Escrito com Rodrigo Medeiros, professor do Instituto Federal do Espírito Santo (Ifes)
Encontra-se disponível no Netflix a série “Uma Morte em Vermelho”, que versa sobre um dramático assassinato político ocorrido na Alemanha. A vítima foi um dos homens mais poderosos da Alemanha recém-reunificada: Detlev Rohwedder, chefe da Treuhandanstalt, a instituição responsável por reestruturar e privatizar as estatais da antiga Alemanha Oriental. O assassinato ocorreu no dia primeiro de abril de 1991, em Düsseldorf. Havia então um clima de insatisfação generalizada nos “novos estados” da Alemanha reunificada com o fechamento de centenas de milhares de postos de trabalho. Segundo consta na matéria assinada por Jean-Philip Struck, no site da Deutsche Welle, em 29 de setembro, a série “apresenta um extenso painel das tensões dos anos 1989 a 1991, lembrando que os primeiros anos após a Reunificação não são apenas compostos por alegres cidadãos dando golpes de picareta no Muro de Berlim”.
A responsabilidade pelo crime foi imputada à Fração do Exército Vermelho (RAF, em alemão), um grupo terrorista de extrema esquerda, conhecido fora da Alemanha como Baader-Meinhof.
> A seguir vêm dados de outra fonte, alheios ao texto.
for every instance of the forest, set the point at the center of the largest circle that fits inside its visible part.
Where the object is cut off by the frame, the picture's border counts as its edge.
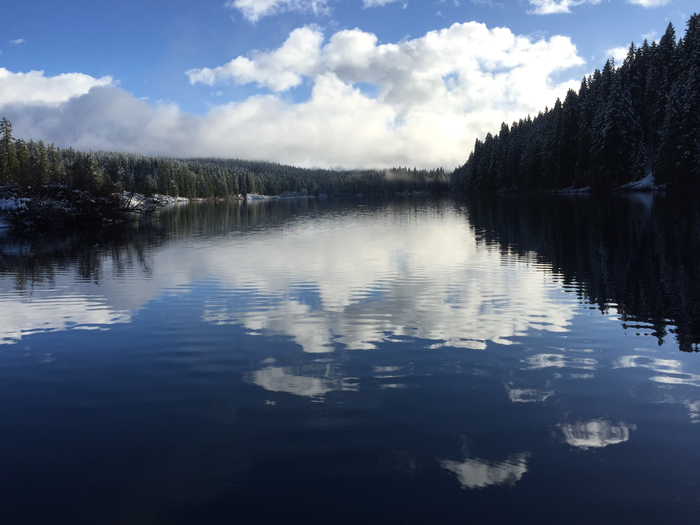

No entanto, a série levanta a suspeita sobre a responsabilidade do crime. O assassinato poderia ter sido cometido por agentes da Stasi (o serviço de segurança da Alemanha Oriental) ou por uma conspiração ligada a um suposto deep state da Alemanha Ocidental. Rohwedder deu início a um processo que culminaria na entrega de 94% das estatais da Alemanha Oriental para companhias e empresários ocidentais. O ressentimento popular faria com que não demorasse muito para que o extremismo de direita ressurgisse sobre as cinzas do socialismo real na antiga República Democrática da Alemanha (DDR, em alemão).
“À frente da Treuhand”, pondera a matéria publicada na Deutsche Welle, “Rohwedder teve que enfrentar intensos protestos de desempregados em frente à sede da instituição, instalada num prédio da antiga Berlim Oriental”. A série mostra como o próprio Rohwedder enxergava sua tarefa como um mal necessário diante do colapso iminente da economia dos chamados novos estados federais, defasados tecnologicamente. A união monetária não funcionaria bem com economias tão desniveladas. Era preciso acelerar os ganhos de eficiência e produtividade na antiga DDR, ainda que sob um elevado custo e trauma social. O pleno emprego era a realidade anterior na DDR, assim como a socialdemocracia era a realidade na República Federal da Alemanha (BRD, em alemão). Todo capital tecnológico desenvolvido pelo estado da DDR foi parar nas mãos da potências alemãs do ocidente.